As we transitioned back into civilian life, we paused our breeding program for nearly five years and are pleased to introduce our two new Telstar females, Callie and Prancer. Our goal at Bishop’s Boxers is to be dedicated to breeding and raising healthy, beautiful dogs with affectionate temperaments and sound structure in accordance with the AKC Boxer breed standard. The health and well-being of all our animals from birth until they leave with their forever family--and beyond--is critical to us. We utilize current recommended health tests before breeding to provide our puppies the best opportunity for a long, healthy life.

Our puppies are raised by our family with children and other dogs. They play an active and very important role in caring for, preparing, and socializing the puppies for their future families. As a result, the puppies leave our home with a clear advantage in adapting and transitioning to their new families.

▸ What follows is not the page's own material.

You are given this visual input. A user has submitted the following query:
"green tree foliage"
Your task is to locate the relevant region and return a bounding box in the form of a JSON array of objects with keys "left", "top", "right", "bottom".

Saturday, September 27, 2014

Are White Boxer Puppies Rare?

Not at all. There are a variety of misconceptions about the white boxer:
  1. White Boxers are rare. False. About 25% of all boxers born are white, or white with patches. It is not uncommon to have at least one white puppy in a litter.
  2. White Boxers are deaf. False. It is estimated that only approximately 13% are born deaf. Deafness is caused by a lack of pigmentation of the hair cells in the ear. Deaf puppies can bewell-trained, using a variety of different methods, such as hand signals and sign language. They do very well in agility training courses and competitions, as they are not distracted by the noise during competition.
  3. White Boxers are albinos. False. Albinism is a complete lack of pigment, including in the eyes.
White boxers are loved as much by their litter mates and mom as the other puppies. All reputable breeders will place them in loving homes, just as with the other fawn and brindle puppies, and usually do it at a slightly reduced price. However, reputable breeders will never breed white boxers because of the increased risk of deafness.

Here are 2 white boxers from 2 of our previous litters. I am sure they are equally spoiled!

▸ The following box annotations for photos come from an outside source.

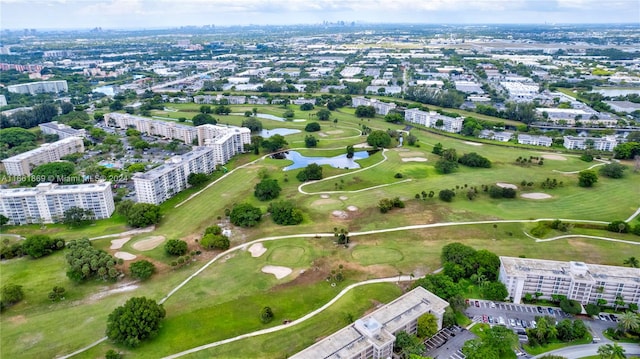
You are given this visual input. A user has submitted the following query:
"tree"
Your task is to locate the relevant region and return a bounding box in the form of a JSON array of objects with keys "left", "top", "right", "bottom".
[
  {"left": 253, "top": 178, "right": 281, "bottom": 201},
  {"left": 62, "top": 207, "right": 94, "bottom": 227},
  {"left": 304, "top": 122, "right": 320, "bottom": 132},
  {"left": 164, "top": 239, "right": 188, "bottom": 257},
  {"left": 599, "top": 162, "right": 627, "bottom": 178},
  {"left": 260, "top": 307, "right": 274, "bottom": 324},
  {"left": 0, "top": 283, "right": 24, "bottom": 306},
  {"left": 129, "top": 259, "right": 156, "bottom": 280},
  {"left": 367, "top": 130, "right": 391, "bottom": 148},
  {"left": 229, "top": 203, "right": 262, "bottom": 227},
  {"left": 417, "top": 313, "right": 438, "bottom": 338},
  {"left": 269, "top": 201, "right": 303, "bottom": 226},
  {"left": 578, "top": 170, "right": 598, "bottom": 187},
  {"left": 126, "top": 203, "right": 161, "bottom": 228},
  {"left": 106, "top": 297, "right": 166, "bottom": 347}
]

Bodie was from Lady's second litter and is almost 4 years old. He lives with our good friends in Minnesota. 
Pearl just turned a year, and is from Eve's first litter last year.  She lives with her family in California.

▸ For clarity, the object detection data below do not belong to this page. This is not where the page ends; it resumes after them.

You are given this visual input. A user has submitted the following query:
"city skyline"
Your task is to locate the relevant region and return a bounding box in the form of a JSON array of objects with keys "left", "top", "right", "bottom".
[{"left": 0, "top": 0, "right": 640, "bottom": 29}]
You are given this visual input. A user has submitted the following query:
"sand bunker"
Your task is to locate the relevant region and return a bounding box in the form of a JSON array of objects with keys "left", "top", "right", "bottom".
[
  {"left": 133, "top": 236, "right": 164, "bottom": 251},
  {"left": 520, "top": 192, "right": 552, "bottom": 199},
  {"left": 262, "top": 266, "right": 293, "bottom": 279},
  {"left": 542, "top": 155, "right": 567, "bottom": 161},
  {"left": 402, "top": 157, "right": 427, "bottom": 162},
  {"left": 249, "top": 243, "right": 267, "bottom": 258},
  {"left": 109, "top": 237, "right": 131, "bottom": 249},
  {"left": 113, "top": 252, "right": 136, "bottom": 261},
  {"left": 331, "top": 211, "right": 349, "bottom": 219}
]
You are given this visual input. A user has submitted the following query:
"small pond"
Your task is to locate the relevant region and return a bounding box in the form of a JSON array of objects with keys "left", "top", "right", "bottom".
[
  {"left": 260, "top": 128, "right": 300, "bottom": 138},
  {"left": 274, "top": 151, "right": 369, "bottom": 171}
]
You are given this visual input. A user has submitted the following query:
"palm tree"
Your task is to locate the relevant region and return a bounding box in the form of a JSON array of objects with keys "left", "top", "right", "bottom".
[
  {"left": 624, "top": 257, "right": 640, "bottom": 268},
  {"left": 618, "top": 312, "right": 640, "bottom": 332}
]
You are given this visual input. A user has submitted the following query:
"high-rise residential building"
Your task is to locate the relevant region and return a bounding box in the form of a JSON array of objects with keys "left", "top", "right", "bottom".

  1. Is it wise to breed two white boxer's both with brindle and fawn parents?

  2. White Boxers should not be bred, because of potential increase risk of health problems. Although they can now be registered, they do not conform to the AKC boxer standard, and breeders encourage you not to breed white boxers.

  3. Just like any e-shopping site, you can search puppies for sale or dogs for sale by species, sizes, colors and prices. the dogtor

  4. One present why galore businesses opt for postcards is because they are overmuch cheaper to be prefab and this can forbear a lot of expenses on the lengthened run.  blue nose razors edge pitbull

  5. Most of the time I don’t make comments on websites, but I'd like to say that this article really forced me to do so. Really nice post! Click here

  6. This can happen from a social bookmarking site or even from a social networking site. you can check here

  7. If you are worried that all these treats will make your puppy fat, then why not weigh out your puppy's daily food ration of kibble and use all of it to stuff chew toys for them?
    craigslist puppies


  8. If your dog is being naughty just to get your attention, you may want to use a curt "no," then ignore your dog. This response is best if your dog is doing something that is simply annoying but not destructive or dangerous. If you keep saying no, or if you keep paying attention to your dog's attention seeking bad behavior, your dog will not heed you but continue to be bad. Here's the link for reference.

  9. There is a desire to attempt and hit excessively hard. The longing to throw the right hook hard regularly results in the boxer's weight exchanging to the front leg. best boxers


Our first boxer Chesty. He wasn't the most beautiful boxer, but certainly well-loved!